The importance of the announcement today is not really about the technology or the capability of speech to text translation, both of which have been inching into the mainstream for many years now. Indeed, Google has been converting speech to text in Youtube videos to limited partners at least as long ago as Nov 2009. The real news here is the enormous scale of the translation that will occur. Google indicates that nearly every single English video on Youtube will soon be translated into text captioning, and languages other than English will be sure to follow. Even though only English videos can be captioned, once those videos are captioned into English their captions can then be translated into roughly 50 different languages. Below is a short video from Google that clearly explains the basics of their captioning service:
When it comes to managing information, whether it be searching, sorting, or grouping, text is king. Search engines such as Google or Bing, question answering services like Wolfram Alpha, and pretty much any other major information management tool you can imagine are all built upon the ability to analyze text. Give them videos or images, and they don’t know what to do with them or how to understand them, save for the text meta data that accompanies them. Today’s captioning announcement from Google means that literally millions of hours of speech that has been trapped within the world’s videos will now be extracted and eventually made available for search engines and all other information tools to manipulate. It is not clear when or how these captions will be made openly available to other services, but hopefully they will be made available soon. As if the world wasn’t already awash in information, it looks like Google has just opened the floodgates for a whole lot more information to flow into our lives.
Of course, for the millions of deaf people around the world the captioning initiative from Google is an especially exciting development, opening the doors to the rich universe of Youtube content that has thus far been very difficult to access. In its presentation today Google gave ample time for hearing impaired and deaf advocates to explain how awesome this captioning service will be for them. The promo video below demonstrates that value:
Automated language translation, either in the form of speech to text translation or translation from one language to another, has been a big theme for us here at the Hub. We have seen tweets automatically converted into other languages, an entire social network that allows people using any language to converse, and smartphone apps that can translate your dictated speech. Although full fledged human level artificial intelligence, or strong ai, may still be a ways off, advances in language translation demonstrate how artificial intelligence to conquer specific subsets of human intelligence, or narrow ai, is blooming all around us.

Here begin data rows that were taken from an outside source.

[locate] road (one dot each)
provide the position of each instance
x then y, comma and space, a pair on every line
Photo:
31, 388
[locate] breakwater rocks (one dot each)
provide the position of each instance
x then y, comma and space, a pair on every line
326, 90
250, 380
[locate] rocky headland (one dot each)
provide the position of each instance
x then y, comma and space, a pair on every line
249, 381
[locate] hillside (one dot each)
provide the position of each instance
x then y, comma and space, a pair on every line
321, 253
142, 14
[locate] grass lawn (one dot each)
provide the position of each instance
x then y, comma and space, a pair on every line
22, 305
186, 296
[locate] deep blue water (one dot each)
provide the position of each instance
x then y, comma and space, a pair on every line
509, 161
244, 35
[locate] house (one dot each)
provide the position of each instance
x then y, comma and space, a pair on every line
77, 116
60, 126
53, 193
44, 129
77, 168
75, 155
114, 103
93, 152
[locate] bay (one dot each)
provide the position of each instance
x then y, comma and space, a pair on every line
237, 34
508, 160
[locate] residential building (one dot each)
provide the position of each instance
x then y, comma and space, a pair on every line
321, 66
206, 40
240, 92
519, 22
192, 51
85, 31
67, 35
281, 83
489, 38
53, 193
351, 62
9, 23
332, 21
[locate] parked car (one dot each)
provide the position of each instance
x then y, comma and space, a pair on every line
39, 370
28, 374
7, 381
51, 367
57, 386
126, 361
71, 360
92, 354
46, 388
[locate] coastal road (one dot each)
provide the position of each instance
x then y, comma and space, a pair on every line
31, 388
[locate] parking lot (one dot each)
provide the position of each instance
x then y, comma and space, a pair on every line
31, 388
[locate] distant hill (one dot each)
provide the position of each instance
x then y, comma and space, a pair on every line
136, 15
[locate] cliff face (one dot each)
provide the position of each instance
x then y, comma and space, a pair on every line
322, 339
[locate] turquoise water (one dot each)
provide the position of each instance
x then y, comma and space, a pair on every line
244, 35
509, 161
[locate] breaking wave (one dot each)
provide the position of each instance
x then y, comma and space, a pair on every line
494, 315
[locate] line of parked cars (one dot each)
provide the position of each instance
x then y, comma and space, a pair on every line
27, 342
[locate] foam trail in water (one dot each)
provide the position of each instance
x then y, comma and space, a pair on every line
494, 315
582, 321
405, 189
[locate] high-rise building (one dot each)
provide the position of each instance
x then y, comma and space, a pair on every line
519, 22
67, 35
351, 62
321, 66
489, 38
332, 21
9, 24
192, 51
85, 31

Star Trek quality universal language translation isn’t quite here yet, but it is tantalizingly close. Even with current technology the translations are good enough for most of our needs. Over the last few months there have been several occasions in which I was easily able to communicate with an individual over Facebook in a foreign language by passing our conversation through Google’s language translation engine. Ten to twenty years from now automatic translation will be really, really good, and language may completely cease to be a barrier to human communication. Spoken words and written words will seamlessly be converted from one language to another language in real time as we converse with each other in person or over the phone, engage in video chats with each other, write to each other, and – yes – even watch videos on Youtube.
*Disclosure – Keith Kleiner is a former employee of Google, Inc.